El señor Gimenez llegó treinta minutos más tarde de lo acordado para recoger a Joaquín y a Paula  por culpa de una rueda pinchada. Eso significó que los dos estaban esperando aún cuando Pedro y Ana Alfonso salieron de la sala de juntas. Paula necesitó mucho valor para no achantarse cuando vio que Pedro se dirigía a ella con unos ojos tan fríos como el hielo.
— ¿Formaba todo parte del plan? —le preguntó.
Ella sabía perfectamente a lo que se refería. Sonrió, levantó una ceja y lo miró atentamente.
— ¿No eras tú el que solía decir que, en el mundo de los negocios, nada es sagrado?
— ¡Contéstame, bruja!
Paula observó a una destrozada Ana Alfonso. Sintió una profunda pena por ella. En cierto modo, se avergonzaba de sí misma.
—Sí —dijo, sin sentimiento alguno—. Todo formaba parte del plan.
El odio que se reflejó en el rostro de Pedro  resultó casi insoportable, pero Paula  no podía permitir que él supiera lo mucho que aún sentía por él. Además, tenía que proteger a su hijo. Dejar que Pedro se le acercara demasiado podría costarle a Franco. Entonces, horrorizada, contempló cómo el señor Gimenez se acercaba con el niño a la puerta. A continuación, la abrió y dejó que el pequeño entrara en el vestíbulo antes que él.
— ¡Mami, hemos tenido un pinchazo! —exclamó el niño, levantando los brazos para que su madre lo levantara.
—Mi niño, ¿te preocupaba no llegar a tiempo? — dijo, tratando de disimular, aunque sabía que Pedro y Ana  estaban atónitos de ver al niño.

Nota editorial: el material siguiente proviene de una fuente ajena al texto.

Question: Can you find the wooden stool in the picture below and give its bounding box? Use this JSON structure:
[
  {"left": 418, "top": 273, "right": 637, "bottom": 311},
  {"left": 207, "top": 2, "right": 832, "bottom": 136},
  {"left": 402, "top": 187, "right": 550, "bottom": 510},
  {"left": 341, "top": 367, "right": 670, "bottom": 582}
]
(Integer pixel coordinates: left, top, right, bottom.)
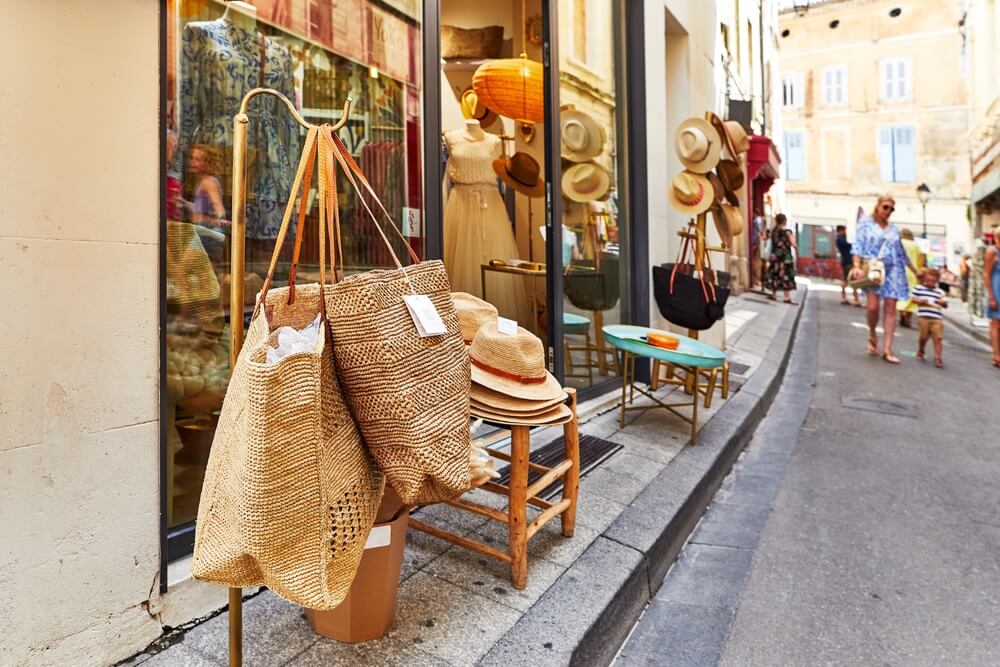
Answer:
[{"left": 410, "top": 388, "right": 580, "bottom": 589}]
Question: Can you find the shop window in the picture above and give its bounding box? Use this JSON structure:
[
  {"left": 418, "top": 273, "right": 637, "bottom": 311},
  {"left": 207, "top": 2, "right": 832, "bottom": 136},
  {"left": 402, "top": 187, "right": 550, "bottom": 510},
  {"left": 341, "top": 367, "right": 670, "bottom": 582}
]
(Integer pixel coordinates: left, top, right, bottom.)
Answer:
[
  {"left": 823, "top": 65, "right": 847, "bottom": 107},
  {"left": 881, "top": 58, "right": 911, "bottom": 102},
  {"left": 878, "top": 125, "right": 917, "bottom": 183},
  {"left": 781, "top": 72, "right": 805, "bottom": 109},
  {"left": 162, "top": 0, "right": 423, "bottom": 556},
  {"left": 781, "top": 130, "right": 806, "bottom": 181}
]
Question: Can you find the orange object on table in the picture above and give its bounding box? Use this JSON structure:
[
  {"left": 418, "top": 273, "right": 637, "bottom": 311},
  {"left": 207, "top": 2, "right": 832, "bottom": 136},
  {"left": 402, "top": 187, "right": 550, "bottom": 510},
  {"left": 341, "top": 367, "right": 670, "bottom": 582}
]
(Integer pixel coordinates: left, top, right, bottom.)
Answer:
[{"left": 646, "top": 332, "right": 680, "bottom": 350}]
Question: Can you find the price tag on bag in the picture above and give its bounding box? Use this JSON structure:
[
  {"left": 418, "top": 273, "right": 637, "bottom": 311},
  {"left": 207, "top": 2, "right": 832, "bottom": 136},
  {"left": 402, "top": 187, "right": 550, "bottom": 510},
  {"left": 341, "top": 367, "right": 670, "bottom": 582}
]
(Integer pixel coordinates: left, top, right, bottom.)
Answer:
[
  {"left": 403, "top": 294, "right": 448, "bottom": 338},
  {"left": 497, "top": 317, "right": 517, "bottom": 336}
]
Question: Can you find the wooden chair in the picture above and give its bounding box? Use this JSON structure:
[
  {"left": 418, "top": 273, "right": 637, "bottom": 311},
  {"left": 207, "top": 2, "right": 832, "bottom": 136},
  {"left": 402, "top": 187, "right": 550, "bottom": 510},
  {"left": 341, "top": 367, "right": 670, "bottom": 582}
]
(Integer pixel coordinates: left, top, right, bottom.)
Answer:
[{"left": 410, "top": 388, "right": 580, "bottom": 589}]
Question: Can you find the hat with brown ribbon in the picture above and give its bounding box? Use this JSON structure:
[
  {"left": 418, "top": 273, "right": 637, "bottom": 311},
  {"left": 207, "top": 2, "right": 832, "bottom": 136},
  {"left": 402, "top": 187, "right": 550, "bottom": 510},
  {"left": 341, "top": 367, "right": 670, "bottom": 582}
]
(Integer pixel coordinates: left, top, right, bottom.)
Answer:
[
  {"left": 469, "top": 322, "right": 565, "bottom": 401},
  {"left": 674, "top": 118, "right": 722, "bottom": 174},
  {"left": 493, "top": 151, "right": 545, "bottom": 197},
  {"left": 667, "top": 171, "right": 715, "bottom": 215},
  {"left": 451, "top": 292, "right": 498, "bottom": 345},
  {"left": 562, "top": 162, "right": 611, "bottom": 202}
]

—Sí. El señor Gimenez dijo unas palabras muy malas. Tienes que hablar con él —comentó el niño con voz de adulto.
En otras circunstancias, Paula se habría echado a reír. En aquel momento, no había tiempo alguno para el humor.
Pedro  la observaba con una ira incontenible. No sólo se había ido con otros hombres, sino que había tenido un hijo con él. Tenía en brazos al hijo de Juan Gonzalez y la odiaba por ello.

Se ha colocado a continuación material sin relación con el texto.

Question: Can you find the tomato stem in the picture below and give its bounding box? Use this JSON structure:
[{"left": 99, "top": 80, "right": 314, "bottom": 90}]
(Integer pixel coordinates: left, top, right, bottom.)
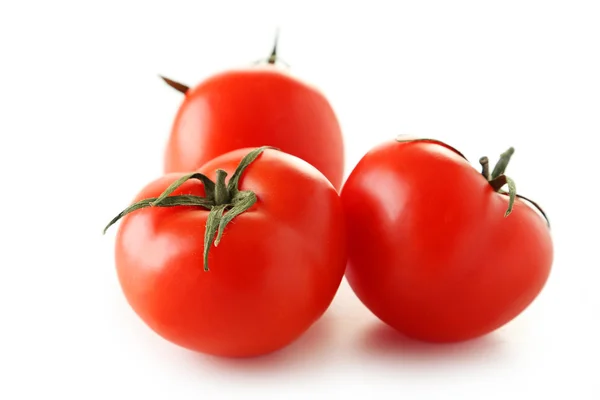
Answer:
[
  {"left": 215, "top": 169, "right": 229, "bottom": 206},
  {"left": 396, "top": 135, "right": 550, "bottom": 228},
  {"left": 103, "top": 146, "right": 276, "bottom": 271},
  {"left": 479, "top": 156, "right": 490, "bottom": 181},
  {"left": 159, "top": 75, "right": 190, "bottom": 94},
  {"left": 491, "top": 147, "right": 515, "bottom": 179},
  {"left": 267, "top": 28, "right": 279, "bottom": 64}
]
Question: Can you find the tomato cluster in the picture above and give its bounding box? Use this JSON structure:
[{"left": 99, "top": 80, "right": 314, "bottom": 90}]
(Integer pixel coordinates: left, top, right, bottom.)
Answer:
[{"left": 105, "top": 42, "right": 553, "bottom": 357}]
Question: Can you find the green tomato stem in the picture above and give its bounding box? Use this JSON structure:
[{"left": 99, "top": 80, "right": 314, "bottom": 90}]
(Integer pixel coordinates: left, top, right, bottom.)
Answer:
[{"left": 103, "top": 146, "right": 273, "bottom": 271}]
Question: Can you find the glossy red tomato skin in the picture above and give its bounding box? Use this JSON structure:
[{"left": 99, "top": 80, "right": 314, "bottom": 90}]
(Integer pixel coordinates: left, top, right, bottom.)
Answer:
[
  {"left": 116, "top": 150, "right": 346, "bottom": 357},
  {"left": 341, "top": 142, "right": 553, "bottom": 342},
  {"left": 165, "top": 66, "right": 344, "bottom": 189}
]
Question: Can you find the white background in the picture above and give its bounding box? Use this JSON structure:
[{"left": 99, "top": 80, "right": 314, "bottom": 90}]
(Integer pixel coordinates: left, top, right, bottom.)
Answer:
[{"left": 0, "top": 0, "right": 600, "bottom": 400}]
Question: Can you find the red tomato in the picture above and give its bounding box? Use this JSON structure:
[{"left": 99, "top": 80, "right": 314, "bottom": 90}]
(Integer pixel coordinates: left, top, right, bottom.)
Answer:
[
  {"left": 341, "top": 140, "right": 553, "bottom": 342},
  {"left": 109, "top": 149, "right": 346, "bottom": 357},
  {"left": 165, "top": 55, "right": 344, "bottom": 189}
]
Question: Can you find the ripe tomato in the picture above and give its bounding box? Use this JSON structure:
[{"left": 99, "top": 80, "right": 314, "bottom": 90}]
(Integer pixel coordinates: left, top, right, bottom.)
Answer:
[
  {"left": 341, "top": 138, "right": 553, "bottom": 342},
  {"left": 103, "top": 148, "right": 346, "bottom": 357},
  {"left": 159, "top": 46, "right": 344, "bottom": 189}
]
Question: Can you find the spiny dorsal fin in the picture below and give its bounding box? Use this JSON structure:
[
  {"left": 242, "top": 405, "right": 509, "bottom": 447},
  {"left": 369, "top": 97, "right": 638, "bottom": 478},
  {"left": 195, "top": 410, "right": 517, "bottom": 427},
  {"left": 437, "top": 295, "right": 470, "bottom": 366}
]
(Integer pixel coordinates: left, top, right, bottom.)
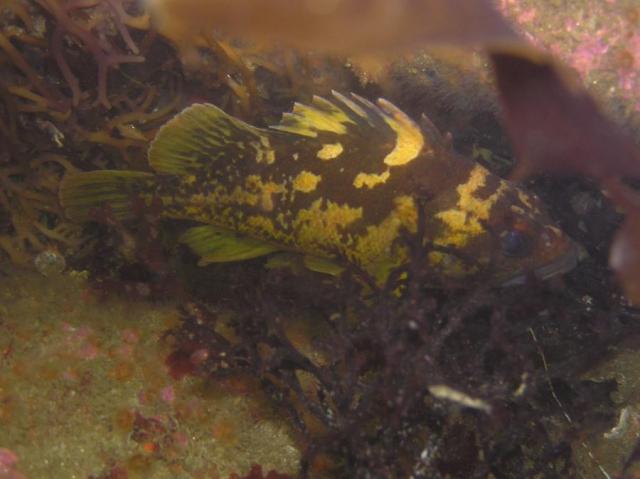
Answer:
[
  {"left": 149, "top": 103, "right": 271, "bottom": 175},
  {"left": 144, "top": 92, "right": 425, "bottom": 175},
  {"left": 180, "top": 225, "right": 278, "bottom": 266},
  {"left": 270, "top": 91, "right": 425, "bottom": 166}
]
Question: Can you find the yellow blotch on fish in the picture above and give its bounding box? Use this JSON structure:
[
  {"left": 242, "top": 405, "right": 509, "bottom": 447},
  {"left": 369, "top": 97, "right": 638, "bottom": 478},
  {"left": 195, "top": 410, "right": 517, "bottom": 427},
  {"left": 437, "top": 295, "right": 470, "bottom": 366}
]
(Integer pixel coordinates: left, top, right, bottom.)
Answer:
[
  {"left": 60, "top": 92, "right": 577, "bottom": 284},
  {"left": 293, "top": 170, "right": 322, "bottom": 193},
  {"left": 316, "top": 143, "right": 344, "bottom": 161}
]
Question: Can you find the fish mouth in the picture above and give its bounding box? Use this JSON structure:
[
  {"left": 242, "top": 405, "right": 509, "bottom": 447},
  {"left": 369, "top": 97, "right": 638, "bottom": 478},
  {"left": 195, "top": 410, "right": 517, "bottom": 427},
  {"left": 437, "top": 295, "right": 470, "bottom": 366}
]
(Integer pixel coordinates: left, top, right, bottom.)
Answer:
[{"left": 501, "top": 242, "right": 583, "bottom": 287}]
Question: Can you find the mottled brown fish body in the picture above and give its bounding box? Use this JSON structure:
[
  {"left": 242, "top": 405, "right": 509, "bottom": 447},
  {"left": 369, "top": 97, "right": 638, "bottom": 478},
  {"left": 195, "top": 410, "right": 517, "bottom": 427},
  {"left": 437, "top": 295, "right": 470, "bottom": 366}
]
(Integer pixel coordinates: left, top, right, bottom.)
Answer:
[{"left": 62, "top": 93, "right": 569, "bottom": 281}]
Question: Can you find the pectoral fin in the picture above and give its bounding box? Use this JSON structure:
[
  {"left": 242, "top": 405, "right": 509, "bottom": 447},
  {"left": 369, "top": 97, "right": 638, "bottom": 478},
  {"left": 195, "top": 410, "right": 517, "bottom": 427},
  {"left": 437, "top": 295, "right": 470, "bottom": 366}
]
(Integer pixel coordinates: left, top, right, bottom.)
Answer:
[{"left": 180, "top": 225, "right": 278, "bottom": 266}]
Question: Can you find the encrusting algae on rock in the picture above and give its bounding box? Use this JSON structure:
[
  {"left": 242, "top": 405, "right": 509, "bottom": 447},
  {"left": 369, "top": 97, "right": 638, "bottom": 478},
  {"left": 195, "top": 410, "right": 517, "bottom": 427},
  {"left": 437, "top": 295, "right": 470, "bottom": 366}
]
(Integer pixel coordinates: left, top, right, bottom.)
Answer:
[{"left": 60, "top": 92, "right": 576, "bottom": 284}]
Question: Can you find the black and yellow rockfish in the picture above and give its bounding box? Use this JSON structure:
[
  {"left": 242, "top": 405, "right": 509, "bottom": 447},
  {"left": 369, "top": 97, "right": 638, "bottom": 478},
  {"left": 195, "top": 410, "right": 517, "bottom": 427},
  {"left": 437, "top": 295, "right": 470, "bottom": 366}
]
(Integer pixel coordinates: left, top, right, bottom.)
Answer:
[{"left": 60, "top": 93, "right": 576, "bottom": 284}]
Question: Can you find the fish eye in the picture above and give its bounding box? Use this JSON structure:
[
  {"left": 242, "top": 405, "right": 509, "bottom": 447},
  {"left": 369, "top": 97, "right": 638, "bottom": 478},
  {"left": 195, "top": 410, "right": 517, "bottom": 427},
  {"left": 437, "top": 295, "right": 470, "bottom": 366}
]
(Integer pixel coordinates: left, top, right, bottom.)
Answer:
[{"left": 500, "top": 229, "right": 533, "bottom": 258}]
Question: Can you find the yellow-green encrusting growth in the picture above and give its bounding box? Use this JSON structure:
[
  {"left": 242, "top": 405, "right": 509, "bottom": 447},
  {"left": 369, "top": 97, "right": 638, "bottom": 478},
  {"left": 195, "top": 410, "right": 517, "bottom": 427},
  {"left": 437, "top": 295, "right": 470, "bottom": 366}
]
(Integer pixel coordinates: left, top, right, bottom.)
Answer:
[{"left": 61, "top": 92, "right": 568, "bottom": 281}]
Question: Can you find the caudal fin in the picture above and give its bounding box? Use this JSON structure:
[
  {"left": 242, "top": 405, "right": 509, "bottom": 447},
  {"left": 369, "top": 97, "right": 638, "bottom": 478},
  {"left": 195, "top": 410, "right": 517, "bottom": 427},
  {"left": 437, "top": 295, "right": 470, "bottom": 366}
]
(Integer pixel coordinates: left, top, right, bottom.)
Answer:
[{"left": 60, "top": 170, "right": 154, "bottom": 222}]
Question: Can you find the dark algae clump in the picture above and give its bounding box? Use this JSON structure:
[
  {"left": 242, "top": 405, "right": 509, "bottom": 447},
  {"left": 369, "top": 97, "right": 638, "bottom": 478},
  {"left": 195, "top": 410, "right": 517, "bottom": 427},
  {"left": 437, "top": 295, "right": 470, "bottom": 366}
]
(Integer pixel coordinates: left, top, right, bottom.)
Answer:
[{"left": 0, "top": 0, "right": 640, "bottom": 479}]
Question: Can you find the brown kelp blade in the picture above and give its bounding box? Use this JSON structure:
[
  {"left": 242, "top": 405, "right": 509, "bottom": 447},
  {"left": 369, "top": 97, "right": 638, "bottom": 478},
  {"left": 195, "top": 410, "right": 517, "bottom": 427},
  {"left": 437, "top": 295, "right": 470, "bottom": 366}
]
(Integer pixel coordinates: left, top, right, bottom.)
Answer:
[
  {"left": 146, "top": 0, "right": 517, "bottom": 54},
  {"left": 491, "top": 49, "right": 640, "bottom": 181}
]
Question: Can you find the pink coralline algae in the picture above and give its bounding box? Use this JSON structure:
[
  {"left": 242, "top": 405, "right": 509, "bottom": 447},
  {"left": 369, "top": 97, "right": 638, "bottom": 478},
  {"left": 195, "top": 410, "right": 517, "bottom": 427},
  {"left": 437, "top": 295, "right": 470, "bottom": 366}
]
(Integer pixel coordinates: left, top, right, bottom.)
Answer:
[{"left": 0, "top": 447, "right": 26, "bottom": 479}]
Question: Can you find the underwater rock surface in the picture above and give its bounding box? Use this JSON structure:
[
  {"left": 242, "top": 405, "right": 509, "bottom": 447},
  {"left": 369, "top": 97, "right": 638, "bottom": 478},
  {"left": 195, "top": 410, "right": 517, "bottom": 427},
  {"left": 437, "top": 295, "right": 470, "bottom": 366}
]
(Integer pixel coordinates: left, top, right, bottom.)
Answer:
[{"left": 0, "top": 271, "right": 300, "bottom": 478}]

—Usted es Gimenez, por supuesto —le espetó al guardaespaldas, al reconocerlo.
—Y usted Alfonso, por supuesto —replicó Gimenez  con voz tensa.
Sintiendo que se avecinaban problemas, Paula se interpuso entre los dos hombres. Le había dado muchas sorpresas desagradables a Ana  aquella noche, pero no había pensado en Franco.Había sido un accidente. Si no hubiera sido por el pinchazo, Ana jamás habría visto al pequeño.